Studio album by Blackbear
- Released: February 14, 2015
- Genre: Alternative R&B; synth pop;
- Length: 31:51
- Label: Beartrap
- Producer: Blackbear; Kizzo; Pettro; Nic Nac; Ben Harrison; Frequency; J. Hill; Basecamp; Mod Sun; DJ That; The Fakulty;

Blackbear chronology
| The Afterglow (2014) | Deadroses (2015) | Dead (2015) |

Singles from Deadroses
- "Idfc" Released: October 16, 2014; "4U" Released: January 7, 2015; "Dirty Laundry" Released: February 4, 2015;

= Deadroses =

2015 album by Blackbear

Deadroses (stylized in all lowercase) is the debut studio album by American singer Blackbear. It was released on February 14, 2015, as the first release by his independent record label Beartrap following the EP The Afterglow. The album includes guest appearances from G-Eazy and Devon Baldwin. It was preceded by the singles "Idfc", "4U", and "Dirty Laundry". The title track "Deadroses" was released as a promotional single.

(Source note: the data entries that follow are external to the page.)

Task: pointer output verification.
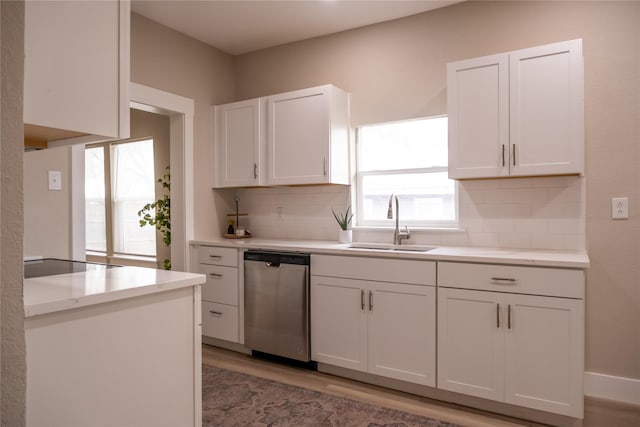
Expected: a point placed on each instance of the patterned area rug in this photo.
(234, 399)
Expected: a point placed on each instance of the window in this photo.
(408, 159)
(119, 181)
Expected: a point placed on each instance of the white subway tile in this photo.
(514, 240)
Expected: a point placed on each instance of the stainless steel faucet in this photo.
(398, 235)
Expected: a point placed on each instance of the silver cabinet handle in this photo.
(504, 281)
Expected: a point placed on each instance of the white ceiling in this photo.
(241, 26)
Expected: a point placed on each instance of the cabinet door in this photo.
(471, 343)
(221, 285)
(238, 144)
(401, 332)
(76, 74)
(478, 108)
(547, 109)
(220, 321)
(338, 322)
(298, 137)
(544, 354)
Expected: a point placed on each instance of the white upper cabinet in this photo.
(547, 109)
(293, 138)
(308, 133)
(239, 144)
(517, 114)
(77, 66)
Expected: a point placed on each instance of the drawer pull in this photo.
(504, 281)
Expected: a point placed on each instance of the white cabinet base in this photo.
(455, 398)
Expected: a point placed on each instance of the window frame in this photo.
(390, 223)
(109, 253)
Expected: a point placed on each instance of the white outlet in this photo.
(55, 180)
(620, 207)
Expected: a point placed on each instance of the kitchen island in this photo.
(118, 346)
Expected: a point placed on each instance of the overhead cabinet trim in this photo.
(299, 137)
(507, 117)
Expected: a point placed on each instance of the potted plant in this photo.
(158, 214)
(344, 221)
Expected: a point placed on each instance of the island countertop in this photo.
(50, 294)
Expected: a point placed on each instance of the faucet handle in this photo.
(406, 234)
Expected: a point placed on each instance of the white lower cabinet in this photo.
(380, 327)
(507, 345)
(220, 293)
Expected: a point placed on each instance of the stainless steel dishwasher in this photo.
(276, 304)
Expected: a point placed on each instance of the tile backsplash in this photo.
(529, 213)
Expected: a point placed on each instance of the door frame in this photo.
(180, 111)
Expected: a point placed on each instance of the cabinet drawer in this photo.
(220, 321)
(377, 269)
(522, 280)
(218, 256)
(221, 285)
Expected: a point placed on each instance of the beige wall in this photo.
(12, 350)
(396, 70)
(156, 126)
(165, 59)
(47, 214)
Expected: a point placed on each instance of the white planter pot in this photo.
(344, 236)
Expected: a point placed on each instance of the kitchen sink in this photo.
(389, 247)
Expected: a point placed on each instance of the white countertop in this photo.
(531, 257)
(50, 294)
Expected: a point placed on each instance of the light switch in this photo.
(620, 208)
(55, 180)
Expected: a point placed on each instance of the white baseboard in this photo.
(620, 389)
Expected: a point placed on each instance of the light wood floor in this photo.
(598, 413)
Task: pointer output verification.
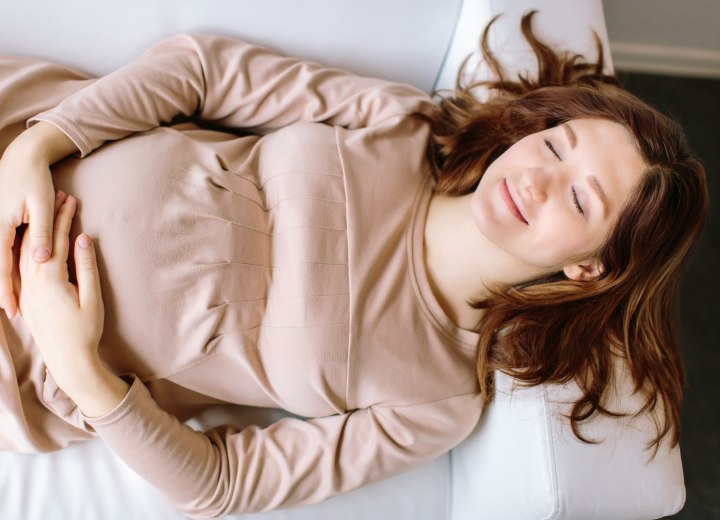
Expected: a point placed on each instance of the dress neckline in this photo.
(418, 271)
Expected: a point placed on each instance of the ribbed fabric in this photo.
(280, 269)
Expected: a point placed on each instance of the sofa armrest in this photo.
(524, 462)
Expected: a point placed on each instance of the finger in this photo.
(7, 297)
(40, 229)
(63, 221)
(86, 270)
(60, 198)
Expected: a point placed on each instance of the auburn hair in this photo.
(556, 330)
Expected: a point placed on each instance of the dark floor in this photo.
(696, 104)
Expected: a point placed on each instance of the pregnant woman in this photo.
(269, 232)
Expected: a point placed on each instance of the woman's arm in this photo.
(290, 463)
(26, 196)
(229, 83)
(66, 321)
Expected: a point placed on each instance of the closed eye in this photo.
(576, 203)
(552, 149)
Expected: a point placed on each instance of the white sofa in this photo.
(522, 462)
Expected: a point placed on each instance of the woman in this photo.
(324, 262)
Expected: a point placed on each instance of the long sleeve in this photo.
(292, 462)
(229, 83)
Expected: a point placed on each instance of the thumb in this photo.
(86, 271)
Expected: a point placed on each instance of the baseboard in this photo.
(659, 59)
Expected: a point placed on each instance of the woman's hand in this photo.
(27, 197)
(67, 321)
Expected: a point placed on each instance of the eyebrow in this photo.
(570, 134)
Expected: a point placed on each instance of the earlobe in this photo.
(586, 272)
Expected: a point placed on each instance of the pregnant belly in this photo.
(161, 239)
(210, 282)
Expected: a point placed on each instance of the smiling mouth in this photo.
(505, 192)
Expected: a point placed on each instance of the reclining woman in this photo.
(274, 233)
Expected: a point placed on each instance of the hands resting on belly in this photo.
(66, 321)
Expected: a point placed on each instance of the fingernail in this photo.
(41, 254)
(84, 241)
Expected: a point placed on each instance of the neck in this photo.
(462, 264)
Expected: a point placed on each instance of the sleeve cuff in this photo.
(136, 393)
(65, 127)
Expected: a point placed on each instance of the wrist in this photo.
(95, 389)
(42, 143)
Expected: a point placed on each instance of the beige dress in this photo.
(280, 265)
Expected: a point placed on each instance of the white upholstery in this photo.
(522, 462)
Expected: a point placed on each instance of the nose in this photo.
(537, 183)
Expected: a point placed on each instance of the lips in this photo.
(505, 193)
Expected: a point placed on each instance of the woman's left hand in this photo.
(66, 321)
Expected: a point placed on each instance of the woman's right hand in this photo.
(27, 196)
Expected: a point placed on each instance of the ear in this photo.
(585, 272)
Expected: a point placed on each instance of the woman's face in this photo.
(551, 199)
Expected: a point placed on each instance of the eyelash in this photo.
(576, 203)
(552, 149)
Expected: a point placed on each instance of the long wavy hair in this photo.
(556, 330)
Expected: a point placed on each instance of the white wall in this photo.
(665, 36)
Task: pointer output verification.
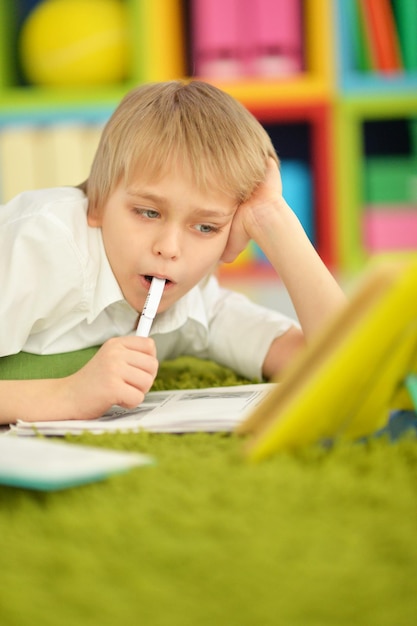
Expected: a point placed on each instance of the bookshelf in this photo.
(329, 98)
(375, 216)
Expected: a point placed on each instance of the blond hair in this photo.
(192, 124)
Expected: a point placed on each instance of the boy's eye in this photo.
(149, 213)
(206, 228)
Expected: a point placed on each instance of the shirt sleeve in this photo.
(41, 278)
(240, 331)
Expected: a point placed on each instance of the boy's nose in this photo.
(167, 244)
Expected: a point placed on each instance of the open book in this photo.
(188, 410)
(344, 385)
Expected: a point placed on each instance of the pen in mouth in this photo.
(151, 306)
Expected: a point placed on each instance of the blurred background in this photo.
(334, 82)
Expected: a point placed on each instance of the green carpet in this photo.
(321, 537)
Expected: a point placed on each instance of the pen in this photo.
(151, 306)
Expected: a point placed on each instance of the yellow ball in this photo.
(75, 43)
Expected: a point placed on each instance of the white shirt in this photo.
(59, 294)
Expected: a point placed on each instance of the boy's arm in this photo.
(121, 372)
(269, 221)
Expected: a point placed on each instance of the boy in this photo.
(183, 178)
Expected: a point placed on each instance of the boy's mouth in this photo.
(148, 279)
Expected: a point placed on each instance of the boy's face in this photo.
(166, 228)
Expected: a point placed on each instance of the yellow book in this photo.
(346, 381)
(158, 27)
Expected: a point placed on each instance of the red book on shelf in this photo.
(382, 36)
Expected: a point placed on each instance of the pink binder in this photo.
(216, 38)
(272, 37)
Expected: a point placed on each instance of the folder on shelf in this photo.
(405, 12)
(346, 382)
(382, 36)
(272, 36)
(158, 31)
(216, 38)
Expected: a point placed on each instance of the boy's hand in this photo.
(253, 216)
(121, 373)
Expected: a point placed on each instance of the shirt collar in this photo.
(189, 307)
(104, 287)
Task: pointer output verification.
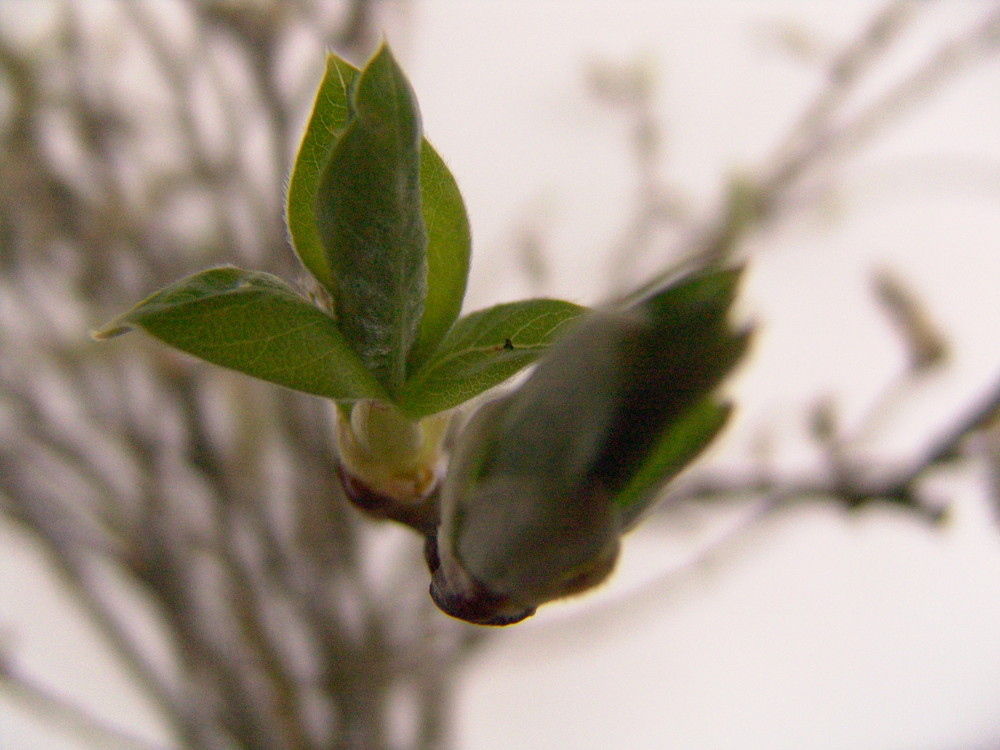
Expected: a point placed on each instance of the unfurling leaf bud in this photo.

A deluxe edition of the album including the EP Dead, containing acoustic tracks from Deadroses, was sold as a limited edition two-disc set during 2015 and 2016.

The album peaked at 37 on the Billboard Top R&B/Hip-Hop Albums chart and was certified gold by the RIAA on June 30, 2022.

==Track listing==

- All song titles are stylized in lowercase letters.
- "Deadroses" samples an episode of Match Game aired in 1975.

Deadroses track listing
| No. | Title | Writer(s) | Producer(s) | Length |
|---|---|---|---|---|
| 1. | "4U" | Matthew Musto; Tearce Kizzo; | Kizzo | 2:38 |
| 2. | "I Needed You" | Musto | Pettro | 2:56 |
| 3. | "Ain't Trippin" | Musto | Nic Nac | 3:05 |
| 4. | "90210" (featuring G-Eazy) | Musto; Gerald Gillum; Bryan Fryzel; Ben Harrison; | Harrison; Frequency; | 3:43 |
| 5. | "Ain't Love" | Musto | J. Hill | 3:12 |
| 6. | "Idfc" | Musto | Blackbear | 4:05 |
| 7. | "Waste Away" (featuring Devon Baldwin) | Musto; Baldwin; | Basecamp | 3:05 |
| 8. | "Dirty Laundry" | Musto | Blackbear | 2:45 |
| 9. | "My Heart Is Lost" | Musto | Mod Sun; DJ That; | 3:18 |
| 10. | "Deadroses" | Musto; Brett Somers; Gene Rayburn; | The Fakulty | 3:04 |
| Total length: |  |  |  | 31:51 |

== Charts ==

| Chart (2015) | Peak position |
|---|---|
| US Top R&B/Hip-Hop Albums (Billboard) | 37 |
| US Heatseekers Albums (Billboard) | 4 |
| US Independent Albums (Billboard) | 20 |

== Certifications ==

| Region | Certification | Certified units/sales |
| New Zealand (RMNZ) | Gold | 7,500^{‡} |
| United States (RIAA) | Gold | 500,000^{‡} |
^{‡} Sales+streaming figures based on certification alone.